Bench is the 2007 winner of the Susan E. Brown Award for Outstanding Contributions to Parent Services, the highest national honor presented by Administrators Promoting Parent Involvement (APPI). APPI is a national organization for parent and family services offices in institutions of higher education; it focuses on sharing knowledge and best practices across professionals in the field. Bench was given the award on March 7, following her keynote address in Boston at APPI’s Ninth Annual Conference for Parent and Family Programs. Named in honor of Susan Brown, who directs parents programs for Northeastern University, the award recognizes an individual who demonstrates special, unique or extraordinary efforts on behalf of services to parents and family members of college students, and makes outstanding contributions to the field. NAFSA: Association of International Educators (formerly known as the National Association of Foreign Student Advisers) Region X presented Burak with the 2006 James O’Driscoll Distinguished Service Award at its November 2006 annual meeting in Rochester. The award is presented annually to the individual in the region who best exemplifies service to the field of international education, does the most to further the interests of international educational exchange and demonstrates exemplary leadership in regional activities and programs. NAFSA has more than 9,000 members from all 50 states and 78 countries; Region X includes all members in New York and New Jersey.

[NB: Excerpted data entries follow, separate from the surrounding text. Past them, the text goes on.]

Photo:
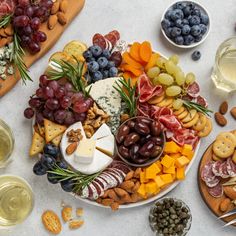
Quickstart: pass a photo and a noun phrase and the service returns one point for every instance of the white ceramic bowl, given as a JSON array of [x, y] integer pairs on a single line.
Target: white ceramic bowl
[[203, 9]]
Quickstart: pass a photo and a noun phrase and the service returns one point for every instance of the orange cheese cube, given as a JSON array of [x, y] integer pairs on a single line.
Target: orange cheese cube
[[160, 183], [167, 161], [181, 161], [170, 170], [172, 147], [180, 173], [167, 178], [152, 171]]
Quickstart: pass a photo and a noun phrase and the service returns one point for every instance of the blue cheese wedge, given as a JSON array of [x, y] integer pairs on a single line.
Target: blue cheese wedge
[[108, 99]]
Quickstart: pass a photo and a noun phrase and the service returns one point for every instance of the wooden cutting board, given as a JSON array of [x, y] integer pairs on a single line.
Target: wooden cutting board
[[75, 6], [211, 202]]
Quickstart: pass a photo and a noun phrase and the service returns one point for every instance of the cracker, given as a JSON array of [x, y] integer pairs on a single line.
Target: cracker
[[52, 130], [223, 147], [51, 222], [37, 145]]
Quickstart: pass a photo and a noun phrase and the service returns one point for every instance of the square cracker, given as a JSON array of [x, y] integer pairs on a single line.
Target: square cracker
[[52, 130]]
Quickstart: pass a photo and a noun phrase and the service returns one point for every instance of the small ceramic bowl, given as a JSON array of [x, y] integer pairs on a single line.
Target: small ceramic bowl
[[149, 160], [202, 9]]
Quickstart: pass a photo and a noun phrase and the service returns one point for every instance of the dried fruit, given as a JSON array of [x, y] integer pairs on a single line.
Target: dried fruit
[[220, 119], [223, 107]]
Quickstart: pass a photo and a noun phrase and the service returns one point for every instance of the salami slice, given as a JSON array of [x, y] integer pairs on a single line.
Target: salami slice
[[193, 90], [216, 191], [99, 40]]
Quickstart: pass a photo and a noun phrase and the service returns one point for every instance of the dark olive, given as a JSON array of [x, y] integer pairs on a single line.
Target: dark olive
[[124, 152], [131, 139]]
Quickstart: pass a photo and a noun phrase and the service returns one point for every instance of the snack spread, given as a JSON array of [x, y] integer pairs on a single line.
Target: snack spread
[[126, 119]]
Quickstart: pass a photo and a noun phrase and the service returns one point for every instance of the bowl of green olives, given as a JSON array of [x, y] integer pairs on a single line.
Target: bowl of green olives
[[140, 141], [170, 217]]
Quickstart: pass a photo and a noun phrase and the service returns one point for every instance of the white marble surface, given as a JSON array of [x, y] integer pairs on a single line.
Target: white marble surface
[[136, 20]]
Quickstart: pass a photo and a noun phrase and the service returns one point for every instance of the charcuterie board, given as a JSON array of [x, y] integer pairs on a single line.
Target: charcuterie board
[[74, 7], [213, 203]]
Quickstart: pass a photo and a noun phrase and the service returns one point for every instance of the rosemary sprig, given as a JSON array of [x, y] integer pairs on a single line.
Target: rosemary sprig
[[5, 20], [72, 72], [17, 60], [130, 97], [196, 106], [80, 180]]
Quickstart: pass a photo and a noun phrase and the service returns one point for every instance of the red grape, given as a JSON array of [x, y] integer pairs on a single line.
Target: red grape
[[29, 113]]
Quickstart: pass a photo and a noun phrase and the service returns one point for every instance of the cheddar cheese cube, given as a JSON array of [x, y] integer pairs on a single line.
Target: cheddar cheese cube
[[181, 161], [172, 147], [180, 173], [167, 161], [152, 171]]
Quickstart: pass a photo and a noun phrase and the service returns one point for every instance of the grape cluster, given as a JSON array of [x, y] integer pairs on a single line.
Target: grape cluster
[[101, 63], [58, 102], [27, 20]]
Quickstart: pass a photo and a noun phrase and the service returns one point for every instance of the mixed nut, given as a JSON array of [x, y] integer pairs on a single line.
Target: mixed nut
[[139, 139]]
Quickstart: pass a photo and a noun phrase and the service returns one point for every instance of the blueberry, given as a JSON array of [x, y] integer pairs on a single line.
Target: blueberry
[[175, 32], [186, 30], [165, 24], [188, 39], [96, 50], [38, 169], [113, 71], [195, 30], [196, 55], [67, 185], [106, 53], [102, 62], [194, 20], [203, 28], [177, 14], [179, 40], [52, 178], [93, 66], [97, 76], [204, 19], [51, 150]]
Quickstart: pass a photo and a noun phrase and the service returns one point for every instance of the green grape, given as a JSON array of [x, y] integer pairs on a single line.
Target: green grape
[[190, 78], [177, 104], [175, 59], [153, 72], [165, 79], [180, 78], [173, 91], [161, 62]]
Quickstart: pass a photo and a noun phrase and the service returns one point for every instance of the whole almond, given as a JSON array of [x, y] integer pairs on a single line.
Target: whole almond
[[62, 18], [52, 21], [223, 107], [71, 148], [233, 112], [220, 119], [64, 6], [55, 7]]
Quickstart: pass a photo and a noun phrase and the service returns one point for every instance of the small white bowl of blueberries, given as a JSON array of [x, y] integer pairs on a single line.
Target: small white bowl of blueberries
[[185, 24]]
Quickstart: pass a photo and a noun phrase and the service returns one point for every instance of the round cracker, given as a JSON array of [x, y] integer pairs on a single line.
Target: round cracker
[[223, 147]]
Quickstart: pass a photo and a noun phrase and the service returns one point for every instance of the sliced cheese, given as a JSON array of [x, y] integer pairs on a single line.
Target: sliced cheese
[[106, 145]]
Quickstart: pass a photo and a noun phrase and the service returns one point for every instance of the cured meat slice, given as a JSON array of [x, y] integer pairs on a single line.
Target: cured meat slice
[[193, 90], [216, 191]]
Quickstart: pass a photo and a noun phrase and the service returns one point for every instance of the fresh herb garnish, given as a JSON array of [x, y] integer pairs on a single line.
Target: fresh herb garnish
[[72, 71], [80, 180], [128, 95], [196, 106]]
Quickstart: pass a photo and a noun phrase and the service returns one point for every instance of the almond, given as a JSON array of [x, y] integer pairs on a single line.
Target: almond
[[220, 119], [62, 18], [52, 21], [233, 112], [64, 6], [71, 148]]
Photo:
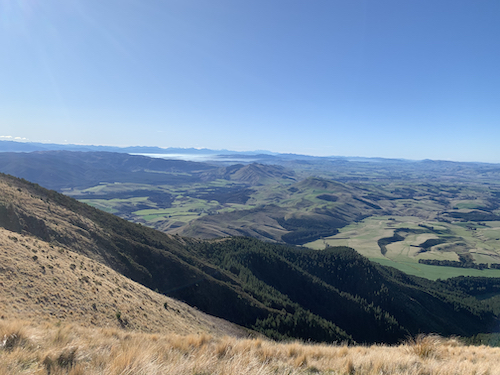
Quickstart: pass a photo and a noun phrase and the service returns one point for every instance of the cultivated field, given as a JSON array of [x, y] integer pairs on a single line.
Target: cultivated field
[[75, 350], [482, 242]]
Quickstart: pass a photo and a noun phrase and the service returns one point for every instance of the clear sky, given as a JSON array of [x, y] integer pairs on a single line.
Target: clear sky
[[411, 79]]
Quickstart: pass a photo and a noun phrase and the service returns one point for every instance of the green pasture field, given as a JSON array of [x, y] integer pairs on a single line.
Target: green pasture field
[[435, 272], [483, 243], [183, 208]]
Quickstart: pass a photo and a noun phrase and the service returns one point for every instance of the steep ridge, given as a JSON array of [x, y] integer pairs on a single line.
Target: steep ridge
[[335, 295], [41, 282], [157, 260]]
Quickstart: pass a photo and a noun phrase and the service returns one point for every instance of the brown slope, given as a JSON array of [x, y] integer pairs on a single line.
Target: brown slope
[[53, 265], [40, 281]]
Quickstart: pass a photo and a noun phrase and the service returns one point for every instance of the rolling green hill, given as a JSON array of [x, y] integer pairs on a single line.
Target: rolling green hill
[[282, 291]]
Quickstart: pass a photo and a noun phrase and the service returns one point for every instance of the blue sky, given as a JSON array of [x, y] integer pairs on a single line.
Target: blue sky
[[411, 79]]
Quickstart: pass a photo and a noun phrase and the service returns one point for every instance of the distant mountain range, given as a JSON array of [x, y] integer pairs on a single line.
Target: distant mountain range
[[281, 291]]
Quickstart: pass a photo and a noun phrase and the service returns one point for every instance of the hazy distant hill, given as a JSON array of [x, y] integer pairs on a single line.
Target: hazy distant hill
[[62, 169], [278, 290]]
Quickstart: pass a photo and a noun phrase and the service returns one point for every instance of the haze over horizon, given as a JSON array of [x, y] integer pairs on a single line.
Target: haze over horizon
[[412, 80]]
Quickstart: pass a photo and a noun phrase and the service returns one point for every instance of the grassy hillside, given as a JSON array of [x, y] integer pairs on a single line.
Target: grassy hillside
[[74, 350], [282, 291], [48, 282]]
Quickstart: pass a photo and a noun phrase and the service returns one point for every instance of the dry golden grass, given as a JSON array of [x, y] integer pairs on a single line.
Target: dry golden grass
[[73, 349], [44, 282]]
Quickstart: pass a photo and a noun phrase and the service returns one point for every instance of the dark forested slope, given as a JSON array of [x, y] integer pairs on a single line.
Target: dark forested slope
[[282, 291]]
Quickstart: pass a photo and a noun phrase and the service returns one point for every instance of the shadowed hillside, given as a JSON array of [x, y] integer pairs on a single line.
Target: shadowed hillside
[[282, 291]]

Jaehnig was selected for two awards: She is the 2007 Public Service Award Recipient, an honor bestowed by the Standing Committee on LGBT Awareness (SCLGBTA) of the American College Personnel Association — College Student Educators International (ACPA). She is also the winner of the NASPA GLBT Issues Knowledge Community’s Service to Student Affairs Award. NASPA and ACPA are the two largest student affairs professional organizations, representing some 19,000 total members; Jaehnig was selected for both awards within a span of one week’s time, and she will receive the awards during this year’s joint annual meeting of NASPA and ACPA, to be held March 31-April 4 in Orlando, Fla. She is being honored on the basis of public service to improve the lives of LGBT individuals on their home campuses, in the surrounding communities, and in local and national organizations; her work in this area includes service as co-chair of the National Consortium of Directors of LGBT Resources in Higher Education.

The National Resource Center for the First-Year Experience and Students in Transition has honored Lebron as one of the nation’s top 10 Outstanding First-Year Student Advocates for 2006. She received her award at the Annual Conference on the First-Year Experience, held in Texas in February. Now in its 15th year, the award honors college faculty, administrators, staff and students for their work with first-year students and the impact their efforts have on students and the culture of their institutions. This year’s recipients were chosen from a pool of 116 nominees.

“In more than 30 years in higher education, I have witnessed a national transformation in the practice of student affairs, in which student affairs professionals have become full partners in students’ most important learning experiences. Nowhere, nor at any time, has this been more evident than at Syracuse University in the last few years,” says Wells, who is leading the creation of the division’s 2007-2012 Strategic Plan. “Signature successes like these position Division of Student Affairs staff to take on the challenges of the next several years with a powerful sense of momentum and collaboration, both with our students and with our partners in the University community and beyond.”